Klingspor Managing Director – Asia Pacific Paul Hoye said consumers are leaning more towards quality products because it saves time and money in the long run.

“The problem is if you are ‘Joe Smith Fabrication’ and a sales person comes in and sells you a cheaper product stating how much more cost effective their product is, it can be very tempting to buy them. But when a fabricator opts for a higher end product, they need to remember that they are paying for the research and development, the testing processes and also the Product Liability Insurance. You are not just paying for the disc.”

“These products fly along at a rate that is faster than a formula one racing car when they are being used. If they fail bits fly off them and people get injured. So, it really is in everybody’s interest to use high quality products. If we don’t manufacturers will design out the abrasive part of the process and then we are all out of business,” he said.

The importance of product quality is a concept Klingspor constantly preaches to users, particularly when people come in for training at the Sydney facility.

“Every six weeks or so, Klingspor invites its customers for training at its Sydney facility, with everyone from retailers to distributors invited. Our visitors spend the day testing the products, learning about us as a company and seeing how abrasive belts are made and products are tested. It does not matter how long they have been in the game, they certainly learn a lot from these training days and how products are made.”

“It is an investment in people’s staff. If you are a business owner and the person working behind the counter or the sales rep on the road knows more about the product, you will sell more. There are business owners who are prepared to invest in their staff like that and it is a good thing. People leave the training knowing a lot more about abrasives and particularly about our company,” he said.

Klingspor continues to grow and expand into new ranges.

When reflecting on the last 12 months, Mr Hoye said that 2020 was Klingspor’s best year yet, and thankfully this upward trend has continued into this year.

“Strong sales have continued not only due to an upturn in sales in DIY but also the continued boom in infrastructure projects. While we have had some issues with shipping due to COVID, fortunately we carry good stock levels in Australia so we have managed to handle the situation quite well,” he said.

“We are also fortunate in that we have over 1500 people working throughout our production plants in Europe. We are a long way away so even pre-COVID it took 10 to 12 weeks to get what we ordered. But the good thing about this is we can see a problem before it happens. So if we know we need a product in about eight weeks’ time and it is not on the boat yet, we can make the call about whether to fly it in or not.”

Klingspor invented its first Kronenflex cutting wheel in 1950.

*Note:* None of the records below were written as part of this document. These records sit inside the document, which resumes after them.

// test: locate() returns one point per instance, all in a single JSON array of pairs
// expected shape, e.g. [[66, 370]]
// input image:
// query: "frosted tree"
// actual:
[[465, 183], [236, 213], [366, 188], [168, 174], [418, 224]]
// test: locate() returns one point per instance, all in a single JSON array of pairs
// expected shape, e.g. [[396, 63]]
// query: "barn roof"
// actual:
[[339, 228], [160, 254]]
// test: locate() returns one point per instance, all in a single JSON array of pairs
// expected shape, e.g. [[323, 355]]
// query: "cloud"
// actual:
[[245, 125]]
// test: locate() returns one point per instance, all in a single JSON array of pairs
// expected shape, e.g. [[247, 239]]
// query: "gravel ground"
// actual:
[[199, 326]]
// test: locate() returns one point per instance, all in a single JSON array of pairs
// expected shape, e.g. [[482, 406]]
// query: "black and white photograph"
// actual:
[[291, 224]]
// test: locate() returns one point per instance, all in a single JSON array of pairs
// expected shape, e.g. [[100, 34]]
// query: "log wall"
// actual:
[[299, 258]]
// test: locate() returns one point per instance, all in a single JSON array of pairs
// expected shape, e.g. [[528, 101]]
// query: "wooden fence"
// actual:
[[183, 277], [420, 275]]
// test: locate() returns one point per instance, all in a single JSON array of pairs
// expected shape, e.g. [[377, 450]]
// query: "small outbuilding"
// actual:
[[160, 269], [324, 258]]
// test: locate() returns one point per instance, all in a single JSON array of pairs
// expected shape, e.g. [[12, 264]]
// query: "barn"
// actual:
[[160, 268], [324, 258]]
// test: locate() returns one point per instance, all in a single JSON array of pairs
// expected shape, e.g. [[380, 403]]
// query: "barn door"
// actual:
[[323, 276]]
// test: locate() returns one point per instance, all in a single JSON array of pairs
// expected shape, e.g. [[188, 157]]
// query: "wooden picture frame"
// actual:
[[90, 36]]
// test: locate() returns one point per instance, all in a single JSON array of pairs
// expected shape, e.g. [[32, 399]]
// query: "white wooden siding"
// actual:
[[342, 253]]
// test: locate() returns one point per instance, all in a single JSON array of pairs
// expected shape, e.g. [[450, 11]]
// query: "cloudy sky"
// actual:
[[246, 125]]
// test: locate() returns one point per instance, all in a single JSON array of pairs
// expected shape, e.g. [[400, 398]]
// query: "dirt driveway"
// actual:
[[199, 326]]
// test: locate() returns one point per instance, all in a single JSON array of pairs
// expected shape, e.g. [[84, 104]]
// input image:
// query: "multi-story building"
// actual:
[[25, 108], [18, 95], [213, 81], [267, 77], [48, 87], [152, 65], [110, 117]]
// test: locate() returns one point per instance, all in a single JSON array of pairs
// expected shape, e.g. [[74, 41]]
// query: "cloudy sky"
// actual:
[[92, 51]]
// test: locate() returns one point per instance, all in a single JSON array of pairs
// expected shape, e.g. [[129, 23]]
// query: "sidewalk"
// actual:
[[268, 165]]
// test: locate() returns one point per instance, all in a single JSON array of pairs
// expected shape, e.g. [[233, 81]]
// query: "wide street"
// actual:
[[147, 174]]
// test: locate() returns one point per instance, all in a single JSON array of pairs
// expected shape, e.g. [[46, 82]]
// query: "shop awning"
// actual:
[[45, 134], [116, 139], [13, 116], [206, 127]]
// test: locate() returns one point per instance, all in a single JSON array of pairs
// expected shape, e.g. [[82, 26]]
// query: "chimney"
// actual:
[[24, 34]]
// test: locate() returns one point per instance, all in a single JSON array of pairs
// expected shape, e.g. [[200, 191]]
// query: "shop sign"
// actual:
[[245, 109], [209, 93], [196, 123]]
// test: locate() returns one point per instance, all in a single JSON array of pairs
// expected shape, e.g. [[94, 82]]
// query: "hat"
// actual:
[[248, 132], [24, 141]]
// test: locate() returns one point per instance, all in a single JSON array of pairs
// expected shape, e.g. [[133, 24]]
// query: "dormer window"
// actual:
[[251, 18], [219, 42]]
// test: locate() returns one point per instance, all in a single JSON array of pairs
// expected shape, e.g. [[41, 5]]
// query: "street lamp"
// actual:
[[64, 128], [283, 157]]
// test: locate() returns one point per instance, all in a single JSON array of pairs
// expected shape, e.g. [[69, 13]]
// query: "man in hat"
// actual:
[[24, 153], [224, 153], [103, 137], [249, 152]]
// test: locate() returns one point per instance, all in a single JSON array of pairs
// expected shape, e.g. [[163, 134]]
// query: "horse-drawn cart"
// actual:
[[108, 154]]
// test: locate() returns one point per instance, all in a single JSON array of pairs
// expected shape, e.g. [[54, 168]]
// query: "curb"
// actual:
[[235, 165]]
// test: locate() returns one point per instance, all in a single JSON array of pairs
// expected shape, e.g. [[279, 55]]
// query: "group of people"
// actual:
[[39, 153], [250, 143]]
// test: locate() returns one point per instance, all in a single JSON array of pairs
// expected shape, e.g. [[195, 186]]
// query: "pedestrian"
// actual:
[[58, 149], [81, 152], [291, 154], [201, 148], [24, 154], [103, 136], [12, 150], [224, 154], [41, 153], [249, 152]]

“A lot of our customers have said that we have managed the situation well which is great news. So far it has not caused a problem for us. Last year we grew by 10 per cent and this year we are 10 per cent up on last year. I do not see any reason why we would not be finishing the year at least 10 per cent up, which is good growth,” Mr Hoye said.

Incredibly, cutting and grinding discs were invented by Klingspor around 70 years ago, with flap discs becoming a Klingspor innovation around 50 years ago.

“Cutting and grinding and flap discs probably represent 40 per cent of our business and we invented all of those many years ago, so the technology is quite old. What has improved is the techniques to make them and also the ingredients. If you use a cutting disc today and you use a 70-year-old one there would be a hell of a difference. But the theory behind the technology is the same as it was 70 years ago. It has not changed,” Mr Hoye said.

Klingspor invented its first Kronenflex cutting wheel in 1950 and also saw the introduction of its first ground breaking abrasive flap disc in 1971. Klingspor’s first international production facility was founded in Poland in 1996 and went on to expand into Australia and South Africa in 2000.